To correlate ferroelectric effects in domains on electronic and optoelectronic properties in ferroelectric functional materials vertical and lateral domains should be visualized with a high spatial resolution. The local piezoelectric information becomes available via piezoresponse force microscopy (PFM). For thin films, the weak piezoresponse can be enhanced by driving the electrical excitation of PFM close to the vertical (deflection) or lateral (torsion) contact resonance.
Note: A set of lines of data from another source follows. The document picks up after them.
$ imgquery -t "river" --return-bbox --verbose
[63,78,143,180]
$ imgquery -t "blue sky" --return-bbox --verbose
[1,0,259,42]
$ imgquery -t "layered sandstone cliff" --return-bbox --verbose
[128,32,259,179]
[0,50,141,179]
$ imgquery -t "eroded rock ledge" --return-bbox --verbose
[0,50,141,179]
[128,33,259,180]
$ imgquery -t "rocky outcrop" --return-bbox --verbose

Since the contact resonance depends on a consistent tip-sample contact a high surface roughness often introduces topographic crosstalk.⁴ Dual frequency resonance tracking (DFRT) improves the stability of the resonance enhancement.⁵ Here, we demonstrate our capabilities to capture the out-of-plane and in-plane DFRT piezoresponse simultaneously, by driving the electrical excitation of the cantilever at the contact resonance of the vertical deflection, as well as the torsional resonance on ferroelectric thin films, including bismuth ferrite and lead zirconium titanate.

Figure 1: Frequency spectrum of cantilever in contact including the out-of-plane vertical resonance CR₁ and the in-plane lateral resonance CR₂. The sidebands used for the resonance tracking (A₂ and A₃ for the vertical resonance and A^₅ and A₆ for the lateral resonance) are visualized in grey.